State health inspectors documented 32 deficiencies at Midwestern Healthcare Center during 2022 to 2025. These included: 3 Immediate Jeopardy (the most serious level, indicating potential for serious harm or death), 28 with potential for harm, and 1 minor or isolated issues. Immediate Jeopardy findings are rare and represent the most serious regulatory concerns. They require immediate corrective action.

Who Owns and Operates Midwestern Healthcare Center?

Midwestern Healthcare Center is owned by a for-profit company. For-profit facilities operate as businesses with obligations to shareholders or private owners. The facility is operated by NEXION HEALTH, a chain that manages multiple nursing homes. With 121 certified beds and approximately 77 residents (about 64% occupancy), it is a mid-sized facility located in Wichita Falls, Texas.

How Does Midwestern Healthcare Center Compare to Other Texas Nursing Homes?

Compared to the 100 nursing homes in Texas, Midwestern Healthcare Center's overall rating (1 stars) is below the state average of 2.8, staff turnover (45%) is near the state average of 46%, and health inspection rating (1 stars) is much below the national benchmark.

What Should Families Ask When Visiting Midwestern Healthcare Center?

Based on this facility's data, families visiting should ask: "What changes have been made since the serious inspection findings, and how are you preventing similar issues?" "What safeguards and monitoring systems are in place to protect residents from abuse or neglect?" "Can I visit during a mealtime to observe dining assistance and food quality?" "How do you handle medical emergencies, and what is your hospital transfer rate?" These questions are particularly relevant given the facility's Immediate Jeopardy citations and the substantiated abuse finding on record.

Is Midwestern Healthcare Center Safe?

Based on CMS inspection data, Midwestern Healthcare Center has documented safety concerns. The facility has 1 substantiated abuse finding (meaning confirmed case of resident harm by staff or other residents). Inspectors have issued 3 Immediate Jeopardy citations (the most serious violation level indicating risk of serious injury or death). The facility has a 1-star overall rating and ranks #100 of 100 nursing homes in Texas. Families considering this facility should ask detailed questions about what corrective actions have been taken since these incidents.

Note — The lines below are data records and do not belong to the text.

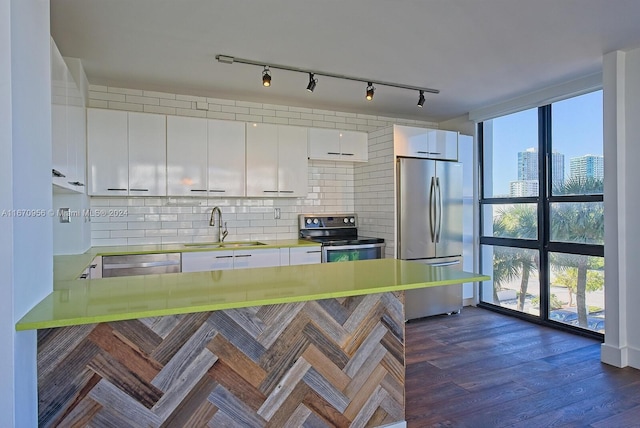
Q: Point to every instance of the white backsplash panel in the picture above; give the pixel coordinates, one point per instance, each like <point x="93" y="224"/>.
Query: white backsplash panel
<point x="142" y="221"/>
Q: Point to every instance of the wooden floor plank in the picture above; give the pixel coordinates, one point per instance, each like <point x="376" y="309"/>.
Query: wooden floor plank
<point x="511" y="373"/>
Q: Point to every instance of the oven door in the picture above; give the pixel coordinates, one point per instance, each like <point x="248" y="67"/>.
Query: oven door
<point x="350" y="253"/>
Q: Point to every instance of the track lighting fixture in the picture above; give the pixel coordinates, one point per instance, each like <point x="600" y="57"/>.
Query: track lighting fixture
<point x="421" y="99"/>
<point x="266" y="77"/>
<point x="312" y="82"/>
<point x="370" y="91"/>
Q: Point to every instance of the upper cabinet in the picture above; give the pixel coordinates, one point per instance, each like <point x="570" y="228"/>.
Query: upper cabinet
<point x="68" y="126"/>
<point x="205" y="157"/>
<point x="186" y="156"/>
<point x="277" y="160"/>
<point x="333" y="144"/>
<point x="147" y="154"/>
<point x="226" y="155"/>
<point x="126" y="153"/>
<point x="425" y="143"/>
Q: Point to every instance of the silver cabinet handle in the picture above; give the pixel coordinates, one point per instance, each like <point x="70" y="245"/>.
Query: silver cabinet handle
<point x="432" y="208"/>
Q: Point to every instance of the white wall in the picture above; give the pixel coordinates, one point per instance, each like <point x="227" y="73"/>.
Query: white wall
<point x="25" y="160"/>
<point x="621" y="84"/>
<point x="7" y="366"/>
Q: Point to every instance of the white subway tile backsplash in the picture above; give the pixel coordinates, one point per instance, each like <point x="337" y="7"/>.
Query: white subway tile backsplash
<point x="331" y="184"/>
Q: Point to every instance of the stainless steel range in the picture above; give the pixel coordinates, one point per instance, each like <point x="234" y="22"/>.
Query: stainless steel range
<point x="338" y="234"/>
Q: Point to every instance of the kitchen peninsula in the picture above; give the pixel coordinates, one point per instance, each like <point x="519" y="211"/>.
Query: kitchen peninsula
<point x="273" y="346"/>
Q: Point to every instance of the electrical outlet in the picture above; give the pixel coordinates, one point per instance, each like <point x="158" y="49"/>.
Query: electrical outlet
<point x="64" y="215"/>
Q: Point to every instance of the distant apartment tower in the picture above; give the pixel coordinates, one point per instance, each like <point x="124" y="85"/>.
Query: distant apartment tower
<point x="587" y="166"/>
<point x="527" y="183"/>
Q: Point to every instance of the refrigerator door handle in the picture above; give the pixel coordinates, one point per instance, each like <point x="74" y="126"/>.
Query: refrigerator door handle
<point x="439" y="230"/>
<point x="432" y="209"/>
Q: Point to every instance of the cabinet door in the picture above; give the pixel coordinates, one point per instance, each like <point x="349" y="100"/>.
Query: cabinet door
<point x="107" y="152"/>
<point x="243" y="259"/>
<point x="226" y="153"/>
<point x="203" y="261"/>
<point x="443" y="144"/>
<point x="324" y="144"/>
<point x="186" y="156"/>
<point x="410" y="141"/>
<point x="147" y="155"/>
<point x="292" y="161"/>
<point x="305" y="255"/>
<point x="262" y="160"/>
<point x="354" y="146"/>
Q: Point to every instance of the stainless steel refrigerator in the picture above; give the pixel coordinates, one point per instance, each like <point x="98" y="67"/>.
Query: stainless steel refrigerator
<point x="429" y="201"/>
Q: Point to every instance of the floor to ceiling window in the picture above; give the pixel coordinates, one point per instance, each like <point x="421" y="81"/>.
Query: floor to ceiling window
<point x="542" y="218"/>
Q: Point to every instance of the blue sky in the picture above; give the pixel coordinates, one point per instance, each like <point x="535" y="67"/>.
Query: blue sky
<point x="577" y="131"/>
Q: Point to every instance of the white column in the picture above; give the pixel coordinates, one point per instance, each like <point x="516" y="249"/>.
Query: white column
<point x="621" y="85"/>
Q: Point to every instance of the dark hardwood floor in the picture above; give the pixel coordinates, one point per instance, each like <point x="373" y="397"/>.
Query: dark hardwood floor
<point x="483" y="369"/>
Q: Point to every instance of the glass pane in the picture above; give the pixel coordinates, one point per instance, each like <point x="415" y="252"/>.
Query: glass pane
<point x="578" y="164"/>
<point x="515" y="280"/>
<point x="510" y="159"/>
<point x="579" y="222"/>
<point x="577" y="290"/>
<point x="510" y="221"/>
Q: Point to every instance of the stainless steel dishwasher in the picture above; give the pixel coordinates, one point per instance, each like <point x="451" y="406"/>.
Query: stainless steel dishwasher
<point x="140" y="264"/>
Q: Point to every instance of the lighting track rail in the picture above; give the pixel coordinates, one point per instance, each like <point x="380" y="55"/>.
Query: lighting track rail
<point x="227" y="59"/>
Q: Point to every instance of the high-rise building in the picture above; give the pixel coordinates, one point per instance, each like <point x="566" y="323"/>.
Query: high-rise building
<point x="587" y="166"/>
<point x="527" y="183"/>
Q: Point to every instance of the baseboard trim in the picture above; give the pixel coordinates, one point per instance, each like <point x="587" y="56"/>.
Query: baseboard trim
<point x="614" y="356"/>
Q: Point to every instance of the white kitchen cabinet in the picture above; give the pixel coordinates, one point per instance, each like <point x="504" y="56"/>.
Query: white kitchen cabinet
<point x="147" y="154"/>
<point x="226" y="158"/>
<point x="107" y="152"/>
<point x="186" y="156"/>
<point x="243" y="259"/>
<point x="305" y="255"/>
<point x="201" y="261"/>
<point x="292" y="161"/>
<point x="277" y="162"/>
<point x="425" y="143"/>
<point x="68" y="124"/>
<point x="333" y="144"/>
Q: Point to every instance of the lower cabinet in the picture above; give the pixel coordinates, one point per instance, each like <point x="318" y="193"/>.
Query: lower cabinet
<point x="305" y="255"/>
<point x="223" y="260"/>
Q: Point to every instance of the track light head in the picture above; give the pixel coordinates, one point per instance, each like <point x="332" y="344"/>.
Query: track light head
<point x="370" y="91"/>
<point x="421" y="99"/>
<point x="266" y="77"/>
<point x="312" y="82"/>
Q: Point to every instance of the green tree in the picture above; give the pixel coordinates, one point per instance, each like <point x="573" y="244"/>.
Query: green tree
<point x="581" y="222"/>
<point x="517" y="221"/>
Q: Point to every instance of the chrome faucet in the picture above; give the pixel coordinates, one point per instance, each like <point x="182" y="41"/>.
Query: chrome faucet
<point x="212" y="222"/>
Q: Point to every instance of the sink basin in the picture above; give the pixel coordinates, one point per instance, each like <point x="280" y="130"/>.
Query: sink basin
<point x="231" y="244"/>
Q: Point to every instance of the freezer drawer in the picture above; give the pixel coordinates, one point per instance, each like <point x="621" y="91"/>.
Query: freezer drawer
<point x="445" y="299"/>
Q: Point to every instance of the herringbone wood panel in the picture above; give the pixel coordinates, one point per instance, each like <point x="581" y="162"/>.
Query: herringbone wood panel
<point x="333" y="362"/>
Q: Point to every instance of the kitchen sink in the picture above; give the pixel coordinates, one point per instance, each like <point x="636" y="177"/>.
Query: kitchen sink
<point x="232" y="244"/>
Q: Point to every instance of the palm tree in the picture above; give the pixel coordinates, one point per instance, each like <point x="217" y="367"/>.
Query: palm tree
<point x="581" y="222"/>
<point x="517" y="221"/>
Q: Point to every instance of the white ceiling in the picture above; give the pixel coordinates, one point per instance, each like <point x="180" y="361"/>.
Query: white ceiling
<point x="476" y="52"/>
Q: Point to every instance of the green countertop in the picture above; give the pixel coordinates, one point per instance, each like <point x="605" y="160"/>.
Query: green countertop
<point x="115" y="299"/>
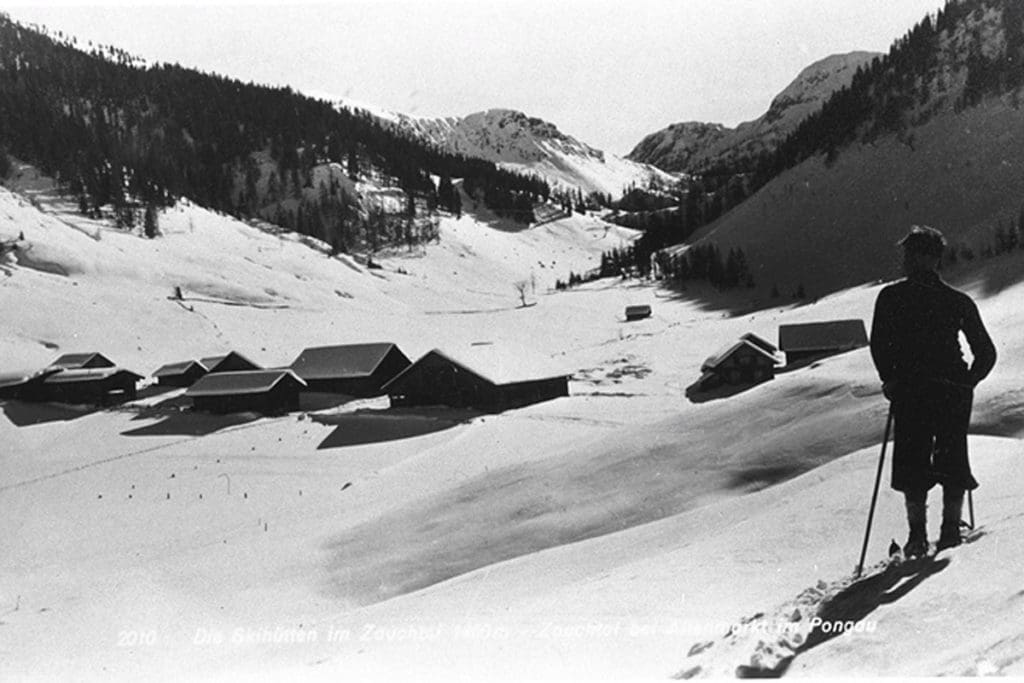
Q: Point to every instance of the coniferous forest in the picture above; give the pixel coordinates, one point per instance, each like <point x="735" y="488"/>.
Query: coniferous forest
<point x="940" y="62"/>
<point x="116" y="132"/>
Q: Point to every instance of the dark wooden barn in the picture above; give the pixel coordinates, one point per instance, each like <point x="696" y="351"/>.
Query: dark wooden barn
<point x="482" y="377"/>
<point x="742" y="363"/>
<point x="98" y="386"/>
<point x="18" y="385"/>
<point x="808" y="341"/>
<point x="637" y="312"/>
<point x="229" y="363"/>
<point x="760" y="342"/>
<point x="267" y="391"/>
<point x="355" y="370"/>
<point x="181" y="374"/>
<point x="82" y="360"/>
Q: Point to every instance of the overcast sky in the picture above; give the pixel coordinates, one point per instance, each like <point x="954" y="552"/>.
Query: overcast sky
<point x="607" y="73"/>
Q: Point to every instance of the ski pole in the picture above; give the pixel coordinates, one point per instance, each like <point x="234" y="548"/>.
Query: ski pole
<point x="875" y="495"/>
<point x="970" y="507"/>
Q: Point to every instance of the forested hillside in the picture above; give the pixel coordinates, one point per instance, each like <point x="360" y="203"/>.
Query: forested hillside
<point x="121" y="133"/>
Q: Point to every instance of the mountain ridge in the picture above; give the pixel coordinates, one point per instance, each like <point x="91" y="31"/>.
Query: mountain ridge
<point x="693" y="145"/>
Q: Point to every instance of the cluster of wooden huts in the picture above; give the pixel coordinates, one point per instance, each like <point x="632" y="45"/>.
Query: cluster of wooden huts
<point x="753" y="359"/>
<point x="482" y="376"/>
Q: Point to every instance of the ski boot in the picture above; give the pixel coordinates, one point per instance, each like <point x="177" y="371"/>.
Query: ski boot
<point x="952" y="508"/>
<point x="916" y="543"/>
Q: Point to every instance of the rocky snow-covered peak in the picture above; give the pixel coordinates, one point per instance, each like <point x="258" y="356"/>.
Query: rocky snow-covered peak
<point x="527" y="144"/>
<point x="689" y="146"/>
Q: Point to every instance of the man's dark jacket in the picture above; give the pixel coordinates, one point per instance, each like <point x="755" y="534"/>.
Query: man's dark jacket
<point x="915" y="334"/>
<point x="915" y="346"/>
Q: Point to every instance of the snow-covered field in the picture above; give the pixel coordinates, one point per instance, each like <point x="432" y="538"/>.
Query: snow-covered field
<point x="599" y="537"/>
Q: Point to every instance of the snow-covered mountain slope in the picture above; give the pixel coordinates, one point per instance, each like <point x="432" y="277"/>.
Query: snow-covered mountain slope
<point x="829" y="225"/>
<point x="527" y="144"/>
<point x="689" y="146"/>
<point x="598" y="536"/>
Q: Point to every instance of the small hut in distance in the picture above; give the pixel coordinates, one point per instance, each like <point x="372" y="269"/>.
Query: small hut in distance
<point x="181" y="374"/>
<point x="809" y="341"/>
<point x="637" y="312"/>
<point x="355" y="370"/>
<point x="266" y="391"/>
<point x="86" y="359"/>
<point x="96" y="386"/>
<point x="482" y="376"/>
<point x="749" y="360"/>
<point x="229" y="363"/>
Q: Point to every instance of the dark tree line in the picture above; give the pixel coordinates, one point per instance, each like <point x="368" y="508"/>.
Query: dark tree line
<point x="110" y="129"/>
<point x="882" y="96"/>
<point x="700" y="262"/>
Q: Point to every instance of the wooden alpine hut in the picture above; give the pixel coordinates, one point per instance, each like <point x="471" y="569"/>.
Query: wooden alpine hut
<point x="743" y="363"/>
<point x="82" y="360"/>
<point x="637" y="312"/>
<point x="96" y="386"/>
<point x="486" y="377"/>
<point x="355" y="370"/>
<point x="808" y="341"/>
<point x="229" y="363"/>
<point x="266" y="391"/>
<point x="181" y="374"/>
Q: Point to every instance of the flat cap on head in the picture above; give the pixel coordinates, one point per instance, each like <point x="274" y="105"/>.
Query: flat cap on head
<point x="924" y="240"/>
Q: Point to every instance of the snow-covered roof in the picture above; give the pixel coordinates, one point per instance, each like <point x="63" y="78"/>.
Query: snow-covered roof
<point x="718" y="358"/>
<point x="211" y="363"/>
<point x="499" y="364"/>
<point x="175" y="369"/>
<point x="89" y="375"/>
<point x="760" y="341"/>
<point x="16" y="378"/>
<point x="241" y="382"/>
<point x="92" y="358"/>
<point x="346" y="360"/>
<point x="830" y="335"/>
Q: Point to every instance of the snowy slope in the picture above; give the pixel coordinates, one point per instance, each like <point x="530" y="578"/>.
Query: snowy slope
<point x="598" y="536"/>
<point x="833" y="225"/>
<point x="688" y="146"/>
<point x="527" y="144"/>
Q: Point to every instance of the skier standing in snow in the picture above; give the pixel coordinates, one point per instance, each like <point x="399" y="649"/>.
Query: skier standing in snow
<point x="915" y="349"/>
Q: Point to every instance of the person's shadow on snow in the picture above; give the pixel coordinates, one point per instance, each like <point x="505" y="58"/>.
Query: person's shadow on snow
<point x="855" y="602"/>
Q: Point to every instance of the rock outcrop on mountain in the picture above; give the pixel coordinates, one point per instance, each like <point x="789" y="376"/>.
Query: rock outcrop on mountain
<point x="693" y="146"/>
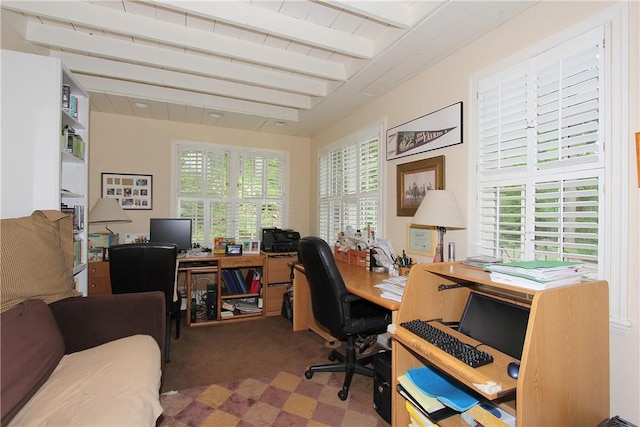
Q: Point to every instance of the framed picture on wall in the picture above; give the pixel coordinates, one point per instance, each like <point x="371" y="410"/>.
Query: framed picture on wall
<point x="413" y="181"/>
<point x="432" y="131"/>
<point x="251" y="246"/>
<point x="133" y="191"/>
<point x="421" y="240"/>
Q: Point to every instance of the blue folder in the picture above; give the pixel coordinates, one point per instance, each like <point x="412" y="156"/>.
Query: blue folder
<point x="435" y="384"/>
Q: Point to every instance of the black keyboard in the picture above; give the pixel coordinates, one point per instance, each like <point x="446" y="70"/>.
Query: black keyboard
<point x="448" y="343"/>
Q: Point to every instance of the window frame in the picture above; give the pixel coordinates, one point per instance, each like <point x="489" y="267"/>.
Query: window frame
<point x="351" y="140"/>
<point x="616" y="173"/>
<point x="234" y="172"/>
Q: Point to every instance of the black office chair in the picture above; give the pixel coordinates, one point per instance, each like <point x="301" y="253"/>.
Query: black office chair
<point x="345" y="315"/>
<point x="144" y="267"/>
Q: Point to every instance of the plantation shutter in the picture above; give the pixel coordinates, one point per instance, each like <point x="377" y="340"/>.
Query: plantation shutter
<point x="349" y="185"/>
<point x="230" y="193"/>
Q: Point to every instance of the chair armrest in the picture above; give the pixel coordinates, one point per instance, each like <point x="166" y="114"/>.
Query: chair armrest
<point x="86" y="322"/>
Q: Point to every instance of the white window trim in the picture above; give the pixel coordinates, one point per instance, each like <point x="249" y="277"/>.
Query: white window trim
<point x="616" y="182"/>
<point x="364" y="132"/>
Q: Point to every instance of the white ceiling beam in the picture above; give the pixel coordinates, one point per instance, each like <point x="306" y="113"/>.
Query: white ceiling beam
<point x="107" y="19"/>
<point x="138" y="73"/>
<point x="48" y="35"/>
<point x="268" y="22"/>
<point x="202" y="100"/>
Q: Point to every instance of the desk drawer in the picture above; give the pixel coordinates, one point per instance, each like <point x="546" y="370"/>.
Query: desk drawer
<point x="273" y="303"/>
<point x="278" y="270"/>
<point x="242" y="261"/>
<point x="99" y="286"/>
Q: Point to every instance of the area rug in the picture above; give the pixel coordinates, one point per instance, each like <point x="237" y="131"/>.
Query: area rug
<point x="281" y="399"/>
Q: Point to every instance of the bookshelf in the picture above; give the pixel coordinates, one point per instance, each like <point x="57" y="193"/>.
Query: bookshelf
<point x="564" y="372"/>
<point x="38" y="172"/>
<point x="207" y="277"/>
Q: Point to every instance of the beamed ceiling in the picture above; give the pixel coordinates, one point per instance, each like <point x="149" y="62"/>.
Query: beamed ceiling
<point x="290" y="67"/>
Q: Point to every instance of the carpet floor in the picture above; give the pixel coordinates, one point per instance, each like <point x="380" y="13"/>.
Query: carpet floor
<point x="280" y="399"/>
<point x="251" y="374"/>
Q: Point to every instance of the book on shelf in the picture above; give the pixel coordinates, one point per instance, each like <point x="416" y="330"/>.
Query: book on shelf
<point x="429" y="406"/>
<point x="225" y="314"/>
<point x="488" y="414"/>
<point x="66" y="93"/>
<point x="417" y="417"/>
<point x="77" y="215"/>
<point x="255" y="282"/>
<point x="240" y="281"/>
<point x="249" y="280"/>
<point x="445" y="389"/>
<point x="249" y="305"/>
<point x="229" y="280"/>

Do Nurses at Midwestern Healthcare Center Stick Around?

Midwestern Healthcare Center has a staff turnover rate of 45%, which is about average for Texas nursing homes (state average: 46%). Moderate turnover is common in nursing homes, but families should still ask about staff tenure and how the facility maintains care continuity when employees leave.

Was Midwestern Healthcare Center Ever Fined?

Midwestern Healthcare Center has been fined $45,975 across 1 penalty action. The Texas average is $33,539. While any fine indicates a compliance issue, fines under $50,000 are relatively common and typically reflect isolated problems that were subsequently corrected. Families should ask what specific issues led to these fines and confirm they've been resolved.

Is Midwestern Healthcare Center on Any Federal Watch List?

Midwestern Healthcare Center is not on any federal watch list. The most significant is the Special Focus Facility (SFF) program, which identifies the bottom 1% of nursing homes nationally based on persistent, serious quality problems. Not being on this list means the facility has avoided the pattern of deficiencies that triggers enhanced federal oversight. This is a positive indicator, though families should still review the facility's inspection history directly.